Pork Chops Gratinée Recipe Inspired by Cabbage Soup
Several years ago I posted one of my favorite recipes for a Baked Cabbage Soup; it is an addictive combination of pancetta, bread, cabbage, and cheese. More recently, Susan (from the Provence WineZine) shared a recipe for Pork Chops Gratinée, which really reminded me of the soup. I was eager to make it. The recipe follows below. Read the original post (here) to discover the wine pairing with a wine from California inspired by a white wine from Châteauneuf-du-Pape. It’s a small world after all.
Pork Chops Gratinée
- 2 thick cut Pork Chops with bone (about 1 1/2 inches thick)
- Sea Salt
- Freshly ground black pepper
- 2 tbsp Lemon Olive Oil or regular olive oil
- 1 medium Onion thinly sliced
- 1/2 cup White Wine more as needed
- 1 small head Savoy cabbage thinly sliced
- 1/2 cup Cream
- 4 oz Gruyère cheese grated
- Preheat oven to 400°F.
- Pat the pork chops dry using paper towels; season with salt and pepper.

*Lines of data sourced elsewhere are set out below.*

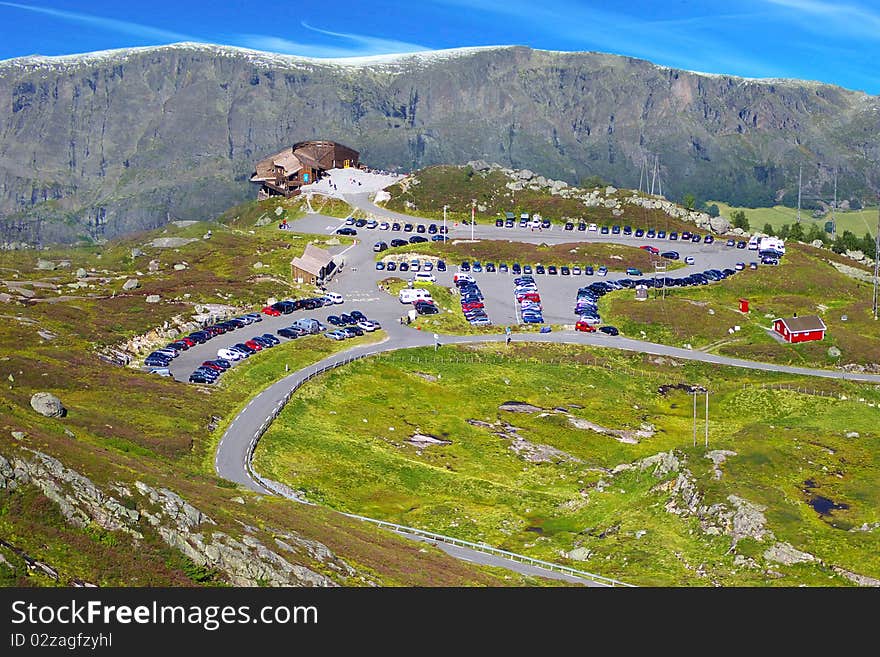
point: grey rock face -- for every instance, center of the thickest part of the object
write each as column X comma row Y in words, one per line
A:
column 243, row 562
column 45, row 403
column 410, row 114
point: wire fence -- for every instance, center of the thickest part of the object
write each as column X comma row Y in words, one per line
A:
column 828, row 394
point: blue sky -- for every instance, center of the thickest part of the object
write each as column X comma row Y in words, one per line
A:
column 837, row 42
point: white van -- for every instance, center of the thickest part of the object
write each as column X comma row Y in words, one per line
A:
column 408, row 295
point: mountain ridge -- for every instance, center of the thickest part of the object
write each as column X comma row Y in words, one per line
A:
column 110, row 142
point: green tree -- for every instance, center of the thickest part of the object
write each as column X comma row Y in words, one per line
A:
column 740, row 220
column 814, row 232
column 869, row 246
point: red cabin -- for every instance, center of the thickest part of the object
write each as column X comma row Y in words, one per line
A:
column 800, row 329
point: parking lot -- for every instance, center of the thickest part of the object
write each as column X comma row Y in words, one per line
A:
column 358, row 278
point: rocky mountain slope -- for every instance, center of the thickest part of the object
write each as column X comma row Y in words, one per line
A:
column 119, row 141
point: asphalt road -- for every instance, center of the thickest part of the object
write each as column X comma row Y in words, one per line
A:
column 358, row 283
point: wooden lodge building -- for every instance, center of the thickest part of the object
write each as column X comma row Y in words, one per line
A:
column 283, row 173
column 313, row 266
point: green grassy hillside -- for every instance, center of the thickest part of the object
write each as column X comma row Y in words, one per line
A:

- Heat oil in a large skillet over medium-high heat and brown chops well on both sides, don’t worry about not cooking them all the way through, as they will finish cooking later.
- Remove chops and put them in a baking dish; set aside.
- Sauté onions in same olive oil as chops, so that it gets some of the pork fat in addition to the lemon oil.
- Once they are soft and slightly browned from the drippings, add white wine ** and bring to a simmer.
- Add the sliced cabbage. Don't let the pan burn dry; if you need a tablespoon or more of wine, add it.
- Once cabbage is wilted, reduce temperature to low and add the cream. Reduce the liquid until it is thickened.
- Spoon the mixture over pork chops. Sprinkle with grated Gruyère and season with salt and pepper to taste.
- Bake until cheese is bubbling and golden brown – about 20 minutes. Let sit 5 minutes, allowing juices in the pork to settle.
* I will used crème fraîche instead of cream in the future. It is my guess that this is what is used in France.
** At this point, I might add a teaspoon of Dijon mustard to round out the flavors.